Uma chama de esperança

Fogo se alastra na Floresta Nacional (FLONA) do Tapajós, Pará. Foto: Erika Berenguer (acervo pessoal). Reprodução: Jornal da USP.

Na semana em que mais uma vez o noticiário internacional tomou conta dos debates no Brasil – quer pelas conturbadas eleições na Venezuela, quer pelas pesquisas de intenção de voto para presidente nos EUA – a política climática brasileira mesclou bons e preocupantes sinais. De positivo, a semana se encerra (e agosto se inicia) com o Brasil passando a ter, finalmente, uma Política Nacional de Manejo Integrado do Fogo, há tempos ansiada pela comunidade científica, gestores ambientais e sociedade, dada a escalada de incêndios florestais no Brasil nos últimos anos.
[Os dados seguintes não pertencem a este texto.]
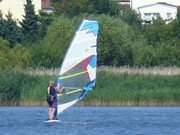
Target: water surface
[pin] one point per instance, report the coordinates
(91, 121)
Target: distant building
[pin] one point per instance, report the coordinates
(148, 9)
(16, 7)
(164, 10)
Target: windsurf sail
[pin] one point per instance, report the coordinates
(78, 70)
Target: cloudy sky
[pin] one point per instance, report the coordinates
(138, 3)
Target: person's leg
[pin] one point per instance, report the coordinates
(55, 111)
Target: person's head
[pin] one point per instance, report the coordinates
(51, 83)
(58, 83)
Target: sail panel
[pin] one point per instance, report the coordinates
(78, 70)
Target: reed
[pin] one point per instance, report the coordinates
(114, 87)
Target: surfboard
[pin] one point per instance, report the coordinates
(52, 121)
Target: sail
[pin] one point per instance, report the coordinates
(78, 70)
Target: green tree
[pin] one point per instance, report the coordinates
(9, 30)
(29, 24)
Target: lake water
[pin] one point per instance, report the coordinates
(91, 121)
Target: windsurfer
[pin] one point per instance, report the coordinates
(53, 90)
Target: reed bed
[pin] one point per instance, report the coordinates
(170, 71)
(115, 86)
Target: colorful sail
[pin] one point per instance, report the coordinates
(78, 70)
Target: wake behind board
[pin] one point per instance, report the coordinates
(52, 121)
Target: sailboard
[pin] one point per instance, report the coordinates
(52, 121)
(78, 71)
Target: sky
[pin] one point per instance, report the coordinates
(139, 3)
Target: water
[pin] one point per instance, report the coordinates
(91, 121)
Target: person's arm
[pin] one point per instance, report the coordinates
(48, 90)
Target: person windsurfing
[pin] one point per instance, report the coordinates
(54, 89)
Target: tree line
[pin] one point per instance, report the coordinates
(42, 40)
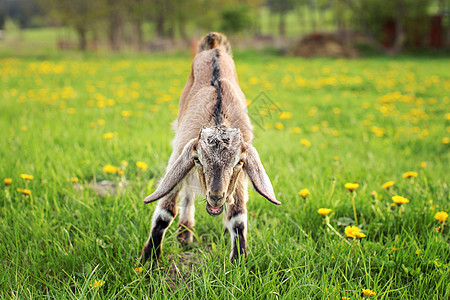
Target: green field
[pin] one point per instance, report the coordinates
(319, 124)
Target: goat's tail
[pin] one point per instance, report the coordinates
(214, 40)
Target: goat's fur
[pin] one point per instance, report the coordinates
(212, 145)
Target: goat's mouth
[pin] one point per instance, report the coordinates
(214, 211)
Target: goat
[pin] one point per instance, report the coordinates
(212, 146)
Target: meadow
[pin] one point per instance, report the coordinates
(72, 122)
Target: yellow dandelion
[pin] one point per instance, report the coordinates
(97, 284)
(26, 176)
(24, 191)
(387, 185)
(410, 174)
(110, 169)
(399, 200)
(295, 130)
(279, 126)
(126, 113)
(351, 186)
(354, 232)
(304, 193)
(441, 216)
(305, 143)
(284, 115)
(141, 165)
(324, 211)
(110, 135)
(368, 292)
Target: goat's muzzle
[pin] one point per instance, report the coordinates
(214, 203)
(214, 211)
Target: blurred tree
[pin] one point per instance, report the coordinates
(282, 7)
(20, 11)
(81, 15)
(235, 19)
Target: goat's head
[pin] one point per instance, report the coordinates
(219, 154)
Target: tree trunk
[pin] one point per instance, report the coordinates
(160, 21)
(400, 35)
(82, 38)
(137, 35)
(114, 30)
(182, 29)
(282, 24)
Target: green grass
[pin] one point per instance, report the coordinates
(57, 241)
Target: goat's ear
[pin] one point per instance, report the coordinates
(175, 174)
(255, 170)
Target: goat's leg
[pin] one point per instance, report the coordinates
(236, 221)
(163, 216)
(187, 218)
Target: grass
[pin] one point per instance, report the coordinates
(366, 121)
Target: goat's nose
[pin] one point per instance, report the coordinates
(215, 198)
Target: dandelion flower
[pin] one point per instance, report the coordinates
(141, 165)
(109, 135)
(26, 176)
(284, 115)
(97, 284)
(110, 169)
(295, 130)
(126, 113)
(410, 174)
(279, 126)
(368, 292)
(24, 191)
(304, 193)
(387, 185)
(324, 211)
(351, 186)
(399, 200)
(353, 231)
(441, 216)
(305, 143)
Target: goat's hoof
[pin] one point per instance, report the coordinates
(236, 257)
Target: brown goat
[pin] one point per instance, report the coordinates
(212, 145)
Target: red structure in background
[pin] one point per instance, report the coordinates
(434, 38)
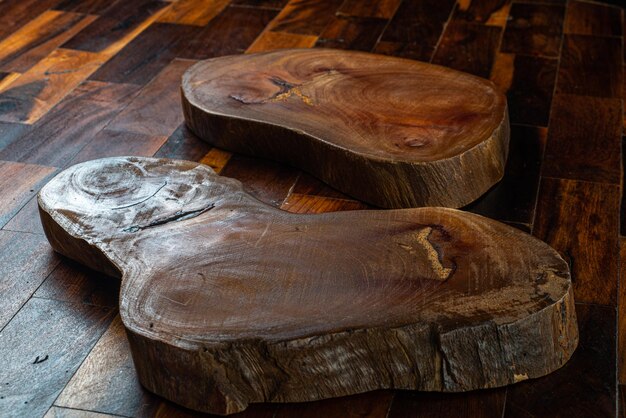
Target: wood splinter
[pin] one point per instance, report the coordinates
(228, 301)
(389, 131)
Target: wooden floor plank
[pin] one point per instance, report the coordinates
(415, 29)
(38, 38)
(107, 382)
(71, 282)
(35, 92)
(269, 40)
(371, 405)
(41, 348)
(232, 32)
(591, 66)
(468, 47)
(183, 145)
(268, 181)
(120, 19)
(488, 12)
(580, 220)
(305, 17)
(18, 184)
(621, 317)
(108, 143)
(146, 55)
(193, 12)
(157, 110)
(56, 412)
(384, 9)
(529, 84)
(585, 139)
(585, 386)
(17, 13)
(71, 125)
(585, 18)
(514, 198)
(534, 29)
(25, 262)
(355, 33)
(476, 404)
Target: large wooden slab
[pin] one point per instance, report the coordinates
(228, 301)
(389, 131)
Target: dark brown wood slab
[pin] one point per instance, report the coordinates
(229, 301)
(392, 132)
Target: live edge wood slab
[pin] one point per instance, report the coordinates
(388, 131)
(229, 301)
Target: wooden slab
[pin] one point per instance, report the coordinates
(228, 301)
(389, 131)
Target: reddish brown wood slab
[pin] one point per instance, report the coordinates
(389, 131)
(229, 301)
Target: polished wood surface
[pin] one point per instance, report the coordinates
(319, 306)
(391, 132)
(543, 90)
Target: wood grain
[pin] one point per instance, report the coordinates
(193, 12)
(534, 29)
(529, 84)
(36, 91)
(468, 47)
(64, 131)
(40, 350)
(305, 17)
(269, 40)
(306, 108)
(415, 29)
(621, 318)
(115, 24)
(569, 392)
(356, 33)
(513, 199)
(593, 19)
(384, 9)
(159, 97)
(580, 220)
(38, 38)
(184, 355)
(585, 139)
(18, 183)
(476, 404)
(591, 66)
(25, 262)
(183, 145)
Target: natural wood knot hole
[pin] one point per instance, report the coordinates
(415, 142)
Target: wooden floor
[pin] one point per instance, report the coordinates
(87, 79)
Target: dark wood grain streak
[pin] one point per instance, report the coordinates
(534, 29)
(591, 66)
(580, 220)
(572, 388)
(585, 18)
(25, 262)
(415, 29)
(407, 140)
(529, 84)
(534, 333)
(477, 404)
(41, 348)
(119, 19)
(468, 47)
(584, 139)
(62, 133)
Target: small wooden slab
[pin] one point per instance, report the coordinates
(229, 301)
(388, 131)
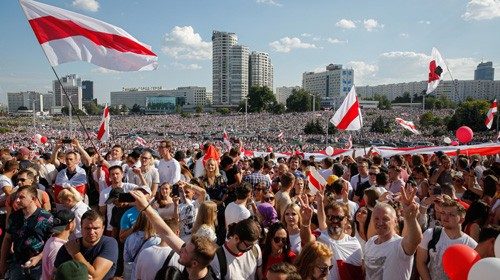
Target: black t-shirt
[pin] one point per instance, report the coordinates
(106, 248)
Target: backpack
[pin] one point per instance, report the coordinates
(436, 234)
(221, 256)
(168, 272)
O Brasil contabiliza grandes prejuízos à biodiversidade em biomas como Cerrado, Pantanal e Amazônia, em função de crimes ambientais, potencializados pela mudança do clima e por fenômenos como o El Niño. Já era hora. 

As cidades também receberam uma boa notícia: trata-se da Política Nacional de Agricultura Urbana e Periurbana (PNAU), criada por lei nesta semana. A política deve estimular um melhor aproveitamento de espaços nas cidades e suas “bordas” (áreas periurbanas) objetivando a produção agroecológica e, de quebra, o cumprimento da chamada função social da propriedade (veja mais na seção Monitor de Atos Públicos). Como toda política pública, a diferença entre ser solução ou problema estará na forma de conduzir os planos de ação que decorrerão da PNAU. 

Por outro lado, nesta semana, cresceu a preocupação com o fato de que o Brasil está “secando” também na Amazônia, onde água costumava ser sinônimo de abundância: resoluções da Agência Nacional de Águas (ANA) decretaram “situação crítica” em rios amazônicos, o que confirma os alertas de cientistas e reforça a urgência de ação governamental em todas as direções. É esperado que governos federal, estaduais e municipais tomem medidas rápidas para preparar as pessoas para os meses mais intensos de estiagem – agosto a outubro – evitando ou pelo menos mitigando problemas nos mais variados campos da vida em sociedade: do aumento de doenças e indisposições que levem a uma sobrecarga da rede pública de saúde, até a real possibilidade de desabastecimento em certas cidades, ou forte variação nos preços de itens básicos na alimentação das cidades da Amazônia.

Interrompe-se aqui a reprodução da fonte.